9. Ara Öğün Seçenekleri

Ara öğünde tüketilmesi önerilen standart bir besin veya yemek listesi yoktur. Çocuk ve ergenlerin beslenme alışkanlıkları değerlendirildikten sonra, hem ana öğün hem de ara öğün planı yapılmalı ve öneriler uygulanabilir olmalıdır. Ara öğünlerde karbonhidrat içeren bir besin tüketilmesi bir sonraki öğüne kadar gelişebilecek hipoglisemi riskini önler.

Ara öğünler derste olunması veya unutulması gibi nedenlerle atlanabilmekte veya açlık hissi oluşmadığı için miktarı azaltılabilmektedir. Kısa etkili insülin analoğu kullanan diyabetlilerde, ara öğün atlama veya miktarını azaltma hipoglisemiye neden olabildiği için çok sakıncalıdır. Ayrıca ara öğün almamak bir sonraki ana öğüne çok aç başlanmasına ve gereğinden fazla yenmesine neden olacağı için hiperglisemi ve vücut ağırlığının artmasına neden olabilir. Oysa düzenli ara öğün ile kan şekeri dengede tutulabilir, açlık kontrol altına alınarak kilo kontrolü sağlanabilir. Ayrıca kan kolesterol düzeyinin yükselme riski azalabilir. O nedenle ara öğünler için hazırlıklı olunmalıdır. Çocuk ve ergenler yanlarında-çantalarında, daima tüketebilecekleri uygun besinler bulundurmalıdır.

 

Ara öğün denildiğinde akla abur-cuburlar, yağlı ve şekerli yiyecekler gelmemelidir. Bu tür besinleri tüketmek, hem kan şekerinin aşırı yükselmesine hem de vücut ağırlığında artışa neden olacaktır. Ara öğünlerde kek, bisküvi, çikolata ve gazlı içecekler yerine taze sebze-meyveler, küçük sandviçler, galeta, grisini ile süt, yoğurt, ayran gibi besinlerden seçilebilir.

10. Tuz ve Sıvı Tüketimi

Tuz Tüketimi

Besinlerin pek çoğunun içinde bulunan sodyum, doğal yiyecek tuzu olarak adlandırılır.

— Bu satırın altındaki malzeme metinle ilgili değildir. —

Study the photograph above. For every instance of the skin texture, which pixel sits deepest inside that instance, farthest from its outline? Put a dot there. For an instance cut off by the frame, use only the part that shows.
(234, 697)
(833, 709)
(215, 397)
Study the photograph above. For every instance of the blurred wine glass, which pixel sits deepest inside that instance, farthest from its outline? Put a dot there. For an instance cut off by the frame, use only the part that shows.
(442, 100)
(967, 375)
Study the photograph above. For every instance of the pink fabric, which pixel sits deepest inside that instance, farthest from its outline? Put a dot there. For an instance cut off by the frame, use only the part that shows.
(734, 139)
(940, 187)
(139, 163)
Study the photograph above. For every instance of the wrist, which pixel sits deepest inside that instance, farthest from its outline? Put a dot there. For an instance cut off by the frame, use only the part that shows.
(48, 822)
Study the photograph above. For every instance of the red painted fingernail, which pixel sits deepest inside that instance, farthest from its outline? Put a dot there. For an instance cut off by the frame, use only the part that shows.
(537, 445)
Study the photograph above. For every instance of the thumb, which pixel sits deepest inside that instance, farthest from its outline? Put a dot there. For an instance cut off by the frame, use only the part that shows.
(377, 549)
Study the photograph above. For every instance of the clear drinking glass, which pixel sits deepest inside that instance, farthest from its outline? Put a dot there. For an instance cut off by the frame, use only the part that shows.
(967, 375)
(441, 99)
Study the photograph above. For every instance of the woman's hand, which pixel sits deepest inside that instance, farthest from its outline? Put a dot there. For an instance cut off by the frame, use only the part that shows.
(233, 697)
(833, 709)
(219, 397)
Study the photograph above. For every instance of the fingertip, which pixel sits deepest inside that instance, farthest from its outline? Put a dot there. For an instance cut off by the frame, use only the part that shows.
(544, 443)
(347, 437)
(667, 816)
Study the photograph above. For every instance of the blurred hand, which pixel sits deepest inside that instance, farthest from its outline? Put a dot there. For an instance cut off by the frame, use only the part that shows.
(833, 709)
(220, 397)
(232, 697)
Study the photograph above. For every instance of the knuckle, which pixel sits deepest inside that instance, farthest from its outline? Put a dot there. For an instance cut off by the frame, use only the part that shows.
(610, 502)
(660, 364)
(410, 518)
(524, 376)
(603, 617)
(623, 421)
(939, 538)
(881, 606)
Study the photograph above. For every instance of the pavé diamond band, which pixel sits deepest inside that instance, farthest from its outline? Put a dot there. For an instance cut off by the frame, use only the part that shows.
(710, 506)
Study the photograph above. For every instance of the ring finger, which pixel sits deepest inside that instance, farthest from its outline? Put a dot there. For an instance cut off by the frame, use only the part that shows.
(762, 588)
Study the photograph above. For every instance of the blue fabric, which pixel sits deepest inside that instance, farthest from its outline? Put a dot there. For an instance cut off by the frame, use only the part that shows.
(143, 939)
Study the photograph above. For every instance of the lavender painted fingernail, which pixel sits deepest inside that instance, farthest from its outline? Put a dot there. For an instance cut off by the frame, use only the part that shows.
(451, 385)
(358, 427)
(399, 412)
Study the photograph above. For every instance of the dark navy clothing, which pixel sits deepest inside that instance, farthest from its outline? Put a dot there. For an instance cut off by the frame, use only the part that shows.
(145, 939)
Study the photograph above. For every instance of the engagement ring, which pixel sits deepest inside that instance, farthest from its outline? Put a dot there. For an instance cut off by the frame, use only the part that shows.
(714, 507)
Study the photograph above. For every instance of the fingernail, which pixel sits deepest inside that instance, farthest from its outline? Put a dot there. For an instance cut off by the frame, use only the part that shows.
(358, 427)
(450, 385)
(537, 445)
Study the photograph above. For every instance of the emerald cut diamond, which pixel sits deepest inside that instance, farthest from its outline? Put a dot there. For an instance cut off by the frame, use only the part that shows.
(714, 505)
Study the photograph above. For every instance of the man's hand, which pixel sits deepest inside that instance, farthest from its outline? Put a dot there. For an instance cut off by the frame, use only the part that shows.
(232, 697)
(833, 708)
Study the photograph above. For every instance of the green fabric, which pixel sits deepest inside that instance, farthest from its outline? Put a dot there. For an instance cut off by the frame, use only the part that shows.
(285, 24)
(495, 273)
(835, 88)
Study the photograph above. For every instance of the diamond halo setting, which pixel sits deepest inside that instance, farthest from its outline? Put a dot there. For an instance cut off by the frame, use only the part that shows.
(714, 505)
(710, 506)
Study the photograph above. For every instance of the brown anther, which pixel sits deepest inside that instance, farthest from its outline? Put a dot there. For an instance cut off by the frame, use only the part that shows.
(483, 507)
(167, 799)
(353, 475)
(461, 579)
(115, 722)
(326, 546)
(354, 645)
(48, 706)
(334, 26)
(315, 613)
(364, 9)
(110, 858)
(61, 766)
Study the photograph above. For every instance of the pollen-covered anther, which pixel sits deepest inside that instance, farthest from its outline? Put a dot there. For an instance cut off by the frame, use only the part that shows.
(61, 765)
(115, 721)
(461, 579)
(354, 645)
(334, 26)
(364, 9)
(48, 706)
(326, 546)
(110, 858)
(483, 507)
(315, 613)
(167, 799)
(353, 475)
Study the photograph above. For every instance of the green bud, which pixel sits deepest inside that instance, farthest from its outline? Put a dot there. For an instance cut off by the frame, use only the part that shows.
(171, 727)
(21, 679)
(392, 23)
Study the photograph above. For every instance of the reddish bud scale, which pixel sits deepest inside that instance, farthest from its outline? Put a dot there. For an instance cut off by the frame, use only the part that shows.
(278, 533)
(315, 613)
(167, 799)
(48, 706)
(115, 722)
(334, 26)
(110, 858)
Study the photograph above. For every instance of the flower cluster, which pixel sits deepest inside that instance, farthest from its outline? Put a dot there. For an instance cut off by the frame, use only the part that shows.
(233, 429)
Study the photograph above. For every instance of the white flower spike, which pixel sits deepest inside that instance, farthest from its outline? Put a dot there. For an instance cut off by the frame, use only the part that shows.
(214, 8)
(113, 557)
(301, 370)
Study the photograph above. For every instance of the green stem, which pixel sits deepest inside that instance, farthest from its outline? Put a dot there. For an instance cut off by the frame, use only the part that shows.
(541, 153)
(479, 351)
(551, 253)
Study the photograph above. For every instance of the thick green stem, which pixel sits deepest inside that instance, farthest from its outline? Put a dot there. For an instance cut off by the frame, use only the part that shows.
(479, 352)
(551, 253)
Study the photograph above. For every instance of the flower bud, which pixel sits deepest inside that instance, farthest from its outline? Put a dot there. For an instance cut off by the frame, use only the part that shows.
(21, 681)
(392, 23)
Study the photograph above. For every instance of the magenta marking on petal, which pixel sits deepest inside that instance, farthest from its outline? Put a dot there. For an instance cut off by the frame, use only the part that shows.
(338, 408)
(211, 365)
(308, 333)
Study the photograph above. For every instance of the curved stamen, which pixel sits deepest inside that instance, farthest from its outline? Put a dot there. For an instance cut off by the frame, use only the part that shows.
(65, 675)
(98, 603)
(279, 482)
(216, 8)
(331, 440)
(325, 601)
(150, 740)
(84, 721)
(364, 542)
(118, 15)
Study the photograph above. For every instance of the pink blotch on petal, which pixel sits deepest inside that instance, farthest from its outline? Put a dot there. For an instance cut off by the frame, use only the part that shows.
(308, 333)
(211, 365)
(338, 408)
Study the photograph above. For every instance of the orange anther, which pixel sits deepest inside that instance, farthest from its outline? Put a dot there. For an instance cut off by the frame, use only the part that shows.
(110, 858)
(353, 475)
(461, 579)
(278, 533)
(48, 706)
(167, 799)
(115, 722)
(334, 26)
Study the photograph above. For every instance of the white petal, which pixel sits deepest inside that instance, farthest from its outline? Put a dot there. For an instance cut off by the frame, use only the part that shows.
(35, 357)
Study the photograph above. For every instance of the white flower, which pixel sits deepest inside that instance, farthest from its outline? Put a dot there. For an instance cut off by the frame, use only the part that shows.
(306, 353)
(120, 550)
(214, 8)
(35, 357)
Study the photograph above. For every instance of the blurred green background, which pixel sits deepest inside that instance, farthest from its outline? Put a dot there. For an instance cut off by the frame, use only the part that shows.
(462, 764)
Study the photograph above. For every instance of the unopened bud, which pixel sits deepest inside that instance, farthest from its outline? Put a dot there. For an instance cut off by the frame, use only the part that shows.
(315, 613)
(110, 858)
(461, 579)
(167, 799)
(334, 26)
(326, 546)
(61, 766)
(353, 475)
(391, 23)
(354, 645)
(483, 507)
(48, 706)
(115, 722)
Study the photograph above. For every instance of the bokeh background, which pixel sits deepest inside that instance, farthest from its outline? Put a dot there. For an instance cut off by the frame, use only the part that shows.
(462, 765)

Sofra yada mutfak tuzunun da büyük bir bölümü sodyumdur. Sağlık açısından değerlendirildiğinde; sodyum organizmada sıvı dengesini sağlamada ve kan basıncının düzenlenmesinde rol oynar. Sağlıklı ve diyabet tanısı almış çocuk ve ergenlerin tuz gereksinimleri arasında bir fark yoktur. Ancak fazla tuz tüketiminin de yüksek kan basıncı (yüksek tansiyon) ile ilişkili olduğu daima dikkate alınmalıdır. Bunun için yemekleri pişirirken daha az tuz kullanılmalı ve yemeğin tadına bakılmadan tuz eklenmemelidir

Sıvı Tüketimi

Su başta olmak üzere, içecekler ve besinlerin içeriğinde bulunan görünür/görünmez su, “sıvı” olarak tanımlanır  ve bireyin günlük sıvı gereksinimi, içtiği su ve içecekler ile yediği besinlerin içindeki su ile karşılanır. Yediğimiz besinlerin sindirimi, emilimi ve hücrelere taşınması, hücrelerde yaşam ve sağlık için gerekli biyokimyasal tepkilerin oluşması, metabolizma sonucu oluşan zararlı maddelerin taşınması ve atılması, vücut ısısının denetiminin sağlanması için yeterli miktarda su tüketimi önemlidir. Yaş gruplarına göre değişmekle birlikte çocuklara günlük ortalama 8-10 su bardağı “su” önerilmektedir.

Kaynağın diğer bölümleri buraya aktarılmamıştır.